Benchmark & measure memory

All of Phase 4 has rested on a claim: this is cheaper. A 24-byte FieldStr saves an allocation; the arbitrator keeps memory bounded; spilling trades RAM for disk. None of that is worth anything unless you can measure it. This final lesson is about clinker’s measurement tools — and they come in two flavours that are easy to conflate: a fast estimate the runtime uses to budget memory, and an exact count the benchmarks use to verify it.

You’ll be able to: explain the heap_size cost model and why it’s an estimate, read a criterion benchmark, and explain how a custom GlobalAlloc counts allocated bytes.

The cost model: `heap_size`

Recall lessons 4.4–4.5: operators charge bytes against the memory budget. What is a record’s byte cost? The engine estimates it with heap_size — owned heap bytes, accounted per Value variant:

clinker-record ·value.rs ·heap_size fn @47d2e12

/// Estimated heap bytes owned by this value (excludes the enum itself).
pub fn heap_size(&self) -> usize {
    match self {
        Value::String(s) => s.heap_size(),                 // 0 if inline, else byte length
        Value::Array(arr) => {
            arr.capacity() * std::mem::size_of::<Value>()
                + arr.iter().map(Value::heap_size).sum::<usize>()
        }
        Value::Map(m) => m.iter().map(|(k, v)| k.len() + v.heap_size()).sum(),
        _ => 0,                                            // scalars live inline — no heap
    }
}

Two things to read here.
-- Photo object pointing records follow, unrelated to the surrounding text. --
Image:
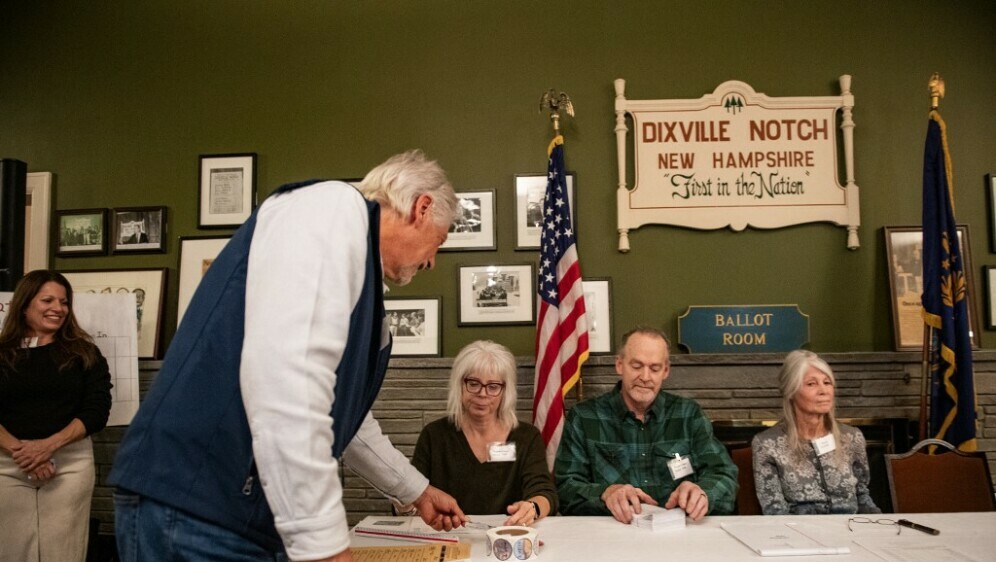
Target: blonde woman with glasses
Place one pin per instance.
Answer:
(480, 453)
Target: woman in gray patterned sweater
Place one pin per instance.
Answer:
(809, 463)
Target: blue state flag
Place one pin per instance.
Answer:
(945, 299)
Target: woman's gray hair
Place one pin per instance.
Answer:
(790, 377)
(402, 178)
(483, 357)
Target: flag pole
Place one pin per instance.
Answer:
(936, 88)
(553, 101)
Scalars (Integer, Bool, dates) return 0 — they live inline in the 32-byte Value, owning no heap. And a short inline FieldStr also returns 0, which is the 24-byte type from last lesson paying off in the cost model directly. Crucially, this is an estimate, computed by walking the value — not a real allocator measurement. It has to be: charging runs on the hot path, per record, per operator, and you cannot attach an allocator probe to every value without wrecking the throughput you’re trying to bound. A cheap, consistent estimate is the right tool for a runtime budget.

The benchmark suite: criterion

For the other job — proving a change actually made things faster or smaller — clinker uses criterion benchmarks. They live in each crate’s benches/ directory: record_ops (record create/get/set/clone, value_heap_size), arbitration_poll, and more.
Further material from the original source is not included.